Sejak terjadi perkelahian itu, Midun sudah agak senang bekerja sedikit. Sekalipun berat, tetapi tidak mengerjakan pekerjaan yang hina lagi. Sebab sudah biasa dari sehari kemari, tidak lagi terasa berat oleh Midun. Orang hukuman seorang pun tak ada pula yang berani mengganggunya. Biar bagaimana jua pegawai penjara mengasut akan berkelahi dengan Midun, mereka tidak mau. Apalagi Midun dengan Turigi sudah seperti
anak dengan bapak, makin menambah takut orangkepada Midun. Setiap petang Midun datang kepada Turigi belajar ilmu obat-obatan dan lain-lain yang berguna kepadanya kelak. Demikianlah pekerjaan Midun tiap-tiap hari.
Pada suatu hari, kira-kira pukul sebelas lewat, Midun duduk-duduk dengan Turigi, karena sudah hampir waktu makan. Tiba-tiba kelihatan oleh Midun seseorang dibelenggu masuk penjara. Darah Midun tersiap pula, karena orang itu ialah Lenggang yang akan dikirim ke negeri tempatnya menjalankan hukuman. Menanti kapal mesti Lenggang bermalam di penjara. Ia terus dimasukkan tukang kunci ke dalam sebuah kamar. Midun tidak kelihatan olehnya waktu masuk ke dalam. Ketika Lenggang dibawa tukang kunci, Midun berkata kepada Turigi, "Bapak! Itulah orang yang hendak membinasakan saya di pacuan kuda Bukittinggi dahulu. Rupanya baru sekarang ia dikirim ke negeri tempatnya dibuang."
Ketika Turigi melihat Lenggang itu, timbul pikirannya hendak bertanya, bagaimana pikiran Midun terhadap kepada musuh yang hampir menewaskan nyawanya itu. Turigi berkata, katanya, "Midun, orang itu barangkali ada seminggu di sini menanti kapal. Jika engkau hendak membalaskan sakit hatimu, sekaranglah waktunya. Maukah engkau, boleh bapak katakan kepada tukang kunci?"

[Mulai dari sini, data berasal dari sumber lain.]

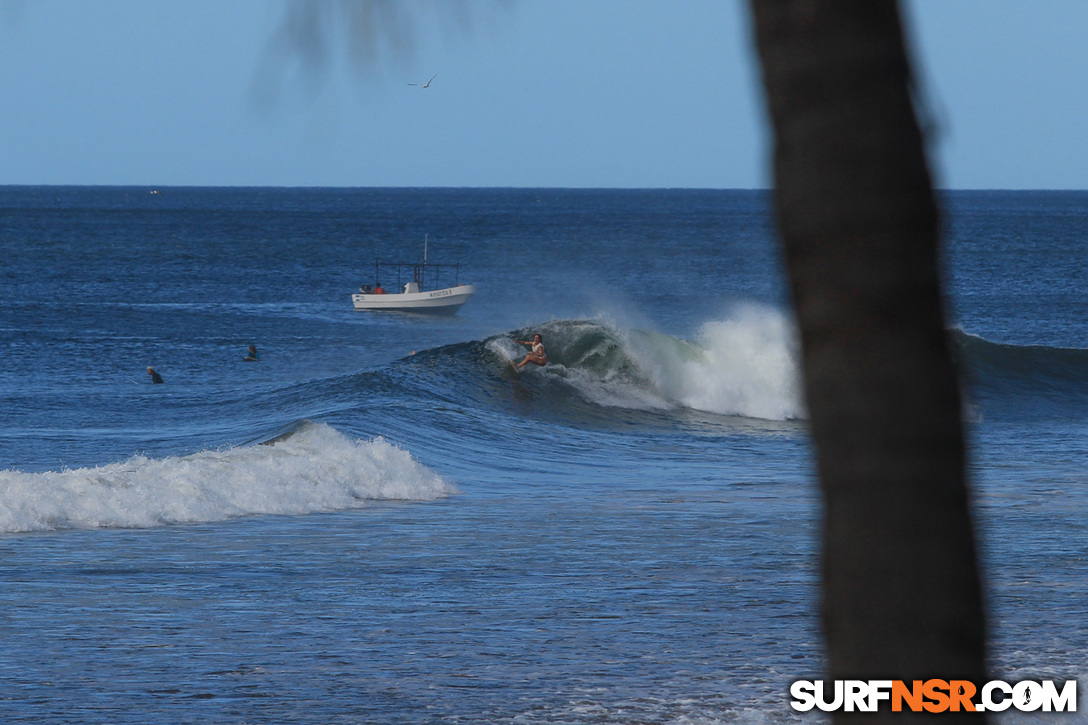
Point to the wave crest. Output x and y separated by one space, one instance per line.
313 469
742 366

"Kasihan, Bapak, jika begitu tentu dia jatuh ditimpa tangga, dalam basah kehujanan pula," ujar Midun."Sungguhpun ia seorang jahat, tetapi sekarang tentu ia menyesal atas perbuatannya itu. Ia bukan musuh saya, melainkan karena makan upah. Sebab tamak akan uang, mau ia membunuh orang.Sekarang ia tentu menyesal amat sangat, dibuangsekian lama ke negeri lain, meninggalkan negeri tumpah darahnya. Jika saya hendak membalas tentu boleh, tetapi tak ada angan-angan saya macam itu. Cukuplah sudah ia menerima hukuman atas kesalahannya karena loba akan uang, tidak usah ditambah lagi."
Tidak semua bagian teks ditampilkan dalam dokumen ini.